2. Garlic 8-10 cloves
3. Salt a big pinch
• Besan 2 cups
• Salt to style
• Turmeric 1 tsp
• Water as required
• Oil 2 tbsp
• Rai (mustard seeds) 1 tsp
• Jeera (cumin seeds) 1 tsp
• Curry leaves 10-12 nos.
• Onions 1 medium dimension (chopped)
• Hing (asafoetida) ½ tsp
• Inexperienced chillies 2-3 nos. (slit)
• Recent coriander leaves a handful
• First begin with making kharda often known as thecha, by including inexperienced chillies, garlic and large pinch of salt in a mortar and pestle and crush it nicely. Maintain apart for use later whereas making pithala and whereas serving.
• In a bowl, add besan, salt to style, turmeric powder and a pair of tbsp kharda/ thecha combine nicely and water as required to make a clean and lump free combination, hold apart.
• Set a wok on medium warmth, add oil, rai, cumin seeds and curry leaves, sauté it briefly foe few seconds or till the rai and jeera crackles, additional add onions, hing and inexperienced chillies, combine and proceed to prepare dinner on medium flame for onions flip translucent.
• Low down the flame to low warmth, Add the besan combination and 500 ml water to the wok and stir repeatedly to keep away from any lump formation. Prepare dinner till the pithala is semi thick in consistency.
• Cowl it with a lid and prepare dinner for 5-6 minutes on very low flame, be sure the pithala doesn’t burn so hold the flame to low warmth solely.
• After 5-6 minutes, open the lid and blend nicely, add a handful of freshly chopped coriander leaves, examine for the seasoning, your pithala is prepared.
• Serve sizzling with sizzling bhakri and a few onions, inexperienced chillies, thecha / kharda and a few matka dahi.
• Jowar flour 2 cups
• Salt to style
• Heat Water as required
• In a mixing bowl add jowar flour and salt combine nicely and add heat water as required to knead a delicate and moist dough.
• No must relaxation the dough like we relaxation different dough, you’ll be able to straight begin to form the with out resting.

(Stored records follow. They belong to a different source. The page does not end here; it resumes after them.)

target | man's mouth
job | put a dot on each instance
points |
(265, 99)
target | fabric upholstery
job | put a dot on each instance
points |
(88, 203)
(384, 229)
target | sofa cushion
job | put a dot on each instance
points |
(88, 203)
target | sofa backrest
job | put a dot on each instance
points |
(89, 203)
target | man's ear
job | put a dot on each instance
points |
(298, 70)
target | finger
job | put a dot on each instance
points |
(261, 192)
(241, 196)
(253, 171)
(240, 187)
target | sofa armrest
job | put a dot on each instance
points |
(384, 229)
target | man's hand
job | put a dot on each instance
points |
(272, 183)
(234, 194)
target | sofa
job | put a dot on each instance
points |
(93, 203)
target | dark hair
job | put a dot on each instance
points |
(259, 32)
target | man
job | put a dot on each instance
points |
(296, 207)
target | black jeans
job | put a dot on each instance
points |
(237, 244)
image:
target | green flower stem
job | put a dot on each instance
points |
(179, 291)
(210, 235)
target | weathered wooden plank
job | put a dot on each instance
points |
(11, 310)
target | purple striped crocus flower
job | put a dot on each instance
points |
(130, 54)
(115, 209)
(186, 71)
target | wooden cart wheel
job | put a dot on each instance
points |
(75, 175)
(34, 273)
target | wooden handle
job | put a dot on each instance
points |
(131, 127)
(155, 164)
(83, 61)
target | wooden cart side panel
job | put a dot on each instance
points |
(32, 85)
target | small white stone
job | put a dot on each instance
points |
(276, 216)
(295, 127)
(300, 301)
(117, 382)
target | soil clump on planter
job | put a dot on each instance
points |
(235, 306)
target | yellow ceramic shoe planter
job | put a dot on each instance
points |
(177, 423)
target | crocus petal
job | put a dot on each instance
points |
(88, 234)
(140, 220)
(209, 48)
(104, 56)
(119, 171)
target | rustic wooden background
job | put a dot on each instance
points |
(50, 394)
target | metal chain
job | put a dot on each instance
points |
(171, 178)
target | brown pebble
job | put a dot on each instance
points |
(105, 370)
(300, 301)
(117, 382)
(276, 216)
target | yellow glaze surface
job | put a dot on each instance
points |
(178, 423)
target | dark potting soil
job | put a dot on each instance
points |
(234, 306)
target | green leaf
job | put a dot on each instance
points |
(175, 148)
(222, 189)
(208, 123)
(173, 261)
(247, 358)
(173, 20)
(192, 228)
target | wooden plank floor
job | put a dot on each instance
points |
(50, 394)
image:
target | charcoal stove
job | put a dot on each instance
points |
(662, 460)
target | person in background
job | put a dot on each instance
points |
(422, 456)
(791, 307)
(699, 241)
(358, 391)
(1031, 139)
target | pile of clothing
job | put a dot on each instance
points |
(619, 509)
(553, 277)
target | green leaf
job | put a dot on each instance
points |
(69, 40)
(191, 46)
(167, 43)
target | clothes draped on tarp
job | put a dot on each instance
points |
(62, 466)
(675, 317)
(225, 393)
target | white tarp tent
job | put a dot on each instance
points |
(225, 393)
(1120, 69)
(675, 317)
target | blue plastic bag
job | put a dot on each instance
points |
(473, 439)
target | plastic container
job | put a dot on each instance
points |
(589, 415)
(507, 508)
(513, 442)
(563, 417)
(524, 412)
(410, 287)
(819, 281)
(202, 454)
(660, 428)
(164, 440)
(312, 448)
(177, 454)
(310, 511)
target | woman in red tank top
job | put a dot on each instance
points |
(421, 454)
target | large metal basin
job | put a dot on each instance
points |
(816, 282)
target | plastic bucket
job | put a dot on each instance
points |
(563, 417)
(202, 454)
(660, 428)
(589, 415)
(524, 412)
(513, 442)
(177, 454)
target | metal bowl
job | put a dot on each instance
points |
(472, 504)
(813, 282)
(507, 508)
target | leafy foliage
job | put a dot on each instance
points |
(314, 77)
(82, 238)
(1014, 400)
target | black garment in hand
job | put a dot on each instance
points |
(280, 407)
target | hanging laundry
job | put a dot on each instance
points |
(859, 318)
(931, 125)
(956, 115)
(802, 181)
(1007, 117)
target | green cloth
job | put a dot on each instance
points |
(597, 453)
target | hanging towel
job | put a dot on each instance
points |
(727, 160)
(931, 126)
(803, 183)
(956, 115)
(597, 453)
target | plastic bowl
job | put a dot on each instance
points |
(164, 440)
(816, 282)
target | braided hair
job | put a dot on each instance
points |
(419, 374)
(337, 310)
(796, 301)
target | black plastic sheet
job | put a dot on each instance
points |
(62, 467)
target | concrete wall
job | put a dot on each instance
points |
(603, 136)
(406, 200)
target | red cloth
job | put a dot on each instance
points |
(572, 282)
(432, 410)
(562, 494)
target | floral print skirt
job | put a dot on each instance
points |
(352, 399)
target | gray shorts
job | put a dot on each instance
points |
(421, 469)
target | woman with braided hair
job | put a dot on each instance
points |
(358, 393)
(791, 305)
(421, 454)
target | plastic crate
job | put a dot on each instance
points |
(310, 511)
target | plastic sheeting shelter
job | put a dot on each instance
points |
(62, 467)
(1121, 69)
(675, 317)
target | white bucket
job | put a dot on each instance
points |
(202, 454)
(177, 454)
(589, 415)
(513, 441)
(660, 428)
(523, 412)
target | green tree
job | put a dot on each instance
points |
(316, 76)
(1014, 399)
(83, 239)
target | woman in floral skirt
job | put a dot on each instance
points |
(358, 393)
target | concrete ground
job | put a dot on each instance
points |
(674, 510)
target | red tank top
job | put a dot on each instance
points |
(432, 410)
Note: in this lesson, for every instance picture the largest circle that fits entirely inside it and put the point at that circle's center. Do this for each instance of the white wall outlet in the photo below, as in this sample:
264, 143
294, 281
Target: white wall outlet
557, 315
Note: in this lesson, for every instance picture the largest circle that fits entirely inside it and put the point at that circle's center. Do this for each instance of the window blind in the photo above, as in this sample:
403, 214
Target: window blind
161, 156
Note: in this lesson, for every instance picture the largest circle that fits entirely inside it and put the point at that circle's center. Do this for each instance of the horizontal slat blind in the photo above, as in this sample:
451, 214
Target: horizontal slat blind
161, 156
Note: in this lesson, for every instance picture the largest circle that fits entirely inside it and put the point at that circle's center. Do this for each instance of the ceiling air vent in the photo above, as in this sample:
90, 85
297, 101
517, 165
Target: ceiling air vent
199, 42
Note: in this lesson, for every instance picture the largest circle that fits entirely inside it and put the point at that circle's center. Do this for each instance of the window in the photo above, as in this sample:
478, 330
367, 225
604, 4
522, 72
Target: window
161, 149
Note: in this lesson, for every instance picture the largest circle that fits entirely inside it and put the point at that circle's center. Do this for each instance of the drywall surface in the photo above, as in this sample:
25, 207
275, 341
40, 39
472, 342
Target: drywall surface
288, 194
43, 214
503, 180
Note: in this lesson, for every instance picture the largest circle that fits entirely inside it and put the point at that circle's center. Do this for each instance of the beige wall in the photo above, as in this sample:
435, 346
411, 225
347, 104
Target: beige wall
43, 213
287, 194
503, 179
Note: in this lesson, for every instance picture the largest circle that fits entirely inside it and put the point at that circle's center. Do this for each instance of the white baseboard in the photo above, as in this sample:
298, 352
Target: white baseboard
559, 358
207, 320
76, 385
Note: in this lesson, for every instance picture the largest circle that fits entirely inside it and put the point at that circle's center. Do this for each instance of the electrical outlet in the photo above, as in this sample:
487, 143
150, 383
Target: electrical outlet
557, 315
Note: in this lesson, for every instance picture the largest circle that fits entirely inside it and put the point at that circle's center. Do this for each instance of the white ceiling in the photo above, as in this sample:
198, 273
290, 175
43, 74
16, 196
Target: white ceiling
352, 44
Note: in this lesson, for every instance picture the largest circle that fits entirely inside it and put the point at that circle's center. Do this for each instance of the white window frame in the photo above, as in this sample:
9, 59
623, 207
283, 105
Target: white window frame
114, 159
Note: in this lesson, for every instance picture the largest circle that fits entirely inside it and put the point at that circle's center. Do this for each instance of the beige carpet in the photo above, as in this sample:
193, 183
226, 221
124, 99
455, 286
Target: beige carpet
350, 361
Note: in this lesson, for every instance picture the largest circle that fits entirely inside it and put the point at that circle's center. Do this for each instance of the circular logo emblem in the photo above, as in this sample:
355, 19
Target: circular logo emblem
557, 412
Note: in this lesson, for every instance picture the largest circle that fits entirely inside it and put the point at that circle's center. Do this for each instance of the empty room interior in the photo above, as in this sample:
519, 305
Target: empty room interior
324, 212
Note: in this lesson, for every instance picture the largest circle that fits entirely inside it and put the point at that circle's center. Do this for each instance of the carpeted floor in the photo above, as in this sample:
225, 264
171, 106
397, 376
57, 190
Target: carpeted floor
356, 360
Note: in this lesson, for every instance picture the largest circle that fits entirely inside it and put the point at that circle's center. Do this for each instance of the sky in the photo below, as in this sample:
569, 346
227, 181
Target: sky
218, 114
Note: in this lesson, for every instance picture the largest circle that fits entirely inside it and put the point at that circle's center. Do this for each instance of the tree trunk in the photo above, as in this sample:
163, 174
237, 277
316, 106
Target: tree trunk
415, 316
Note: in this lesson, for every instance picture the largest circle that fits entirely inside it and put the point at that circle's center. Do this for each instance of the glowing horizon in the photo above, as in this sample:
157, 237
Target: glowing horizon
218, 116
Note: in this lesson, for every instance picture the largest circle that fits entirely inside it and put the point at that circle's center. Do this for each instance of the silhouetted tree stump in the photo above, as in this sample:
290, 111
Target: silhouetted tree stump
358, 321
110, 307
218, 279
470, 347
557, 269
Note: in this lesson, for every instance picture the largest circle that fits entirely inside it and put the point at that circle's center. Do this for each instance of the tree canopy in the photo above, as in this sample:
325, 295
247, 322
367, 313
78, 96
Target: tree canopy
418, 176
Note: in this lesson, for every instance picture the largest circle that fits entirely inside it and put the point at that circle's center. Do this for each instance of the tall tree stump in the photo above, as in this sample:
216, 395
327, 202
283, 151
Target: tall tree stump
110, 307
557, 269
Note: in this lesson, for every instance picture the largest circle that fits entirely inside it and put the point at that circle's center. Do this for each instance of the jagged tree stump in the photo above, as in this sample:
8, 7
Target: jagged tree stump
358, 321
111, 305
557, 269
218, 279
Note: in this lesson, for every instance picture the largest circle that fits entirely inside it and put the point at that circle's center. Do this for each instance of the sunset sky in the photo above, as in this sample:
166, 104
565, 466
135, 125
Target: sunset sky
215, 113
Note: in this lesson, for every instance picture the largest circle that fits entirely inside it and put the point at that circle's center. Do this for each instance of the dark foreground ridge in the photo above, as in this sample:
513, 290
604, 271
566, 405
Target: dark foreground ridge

• Divide the dough in small equal dough balls, sprinkle some dry jowar flour over the dough balls and flatten with palms and begin to form them in conventional approach with palms by stretching it together with your fingers and rotating it, I attempted doing it however its not that simple because it appears to be like, however nonetheless am attempting, should you’re not capable of form it with palms then you should use a rolling pin and form it like a roti, sprinkle some flour when it sticks to the rolling pin. Don’t hold the bhakri to thick or too skinny.
• As soon as formed, prepare dinner it on sizzling tawa and sprinkle some water over it, because the water dries flip and prepare dinner on different aspect as nicely till brown spots seem, prepare dinner it open flame, your sizzling bhakri’s are prepared, pour some ghee over sizzling bhakri and serve it with sizzling pithala.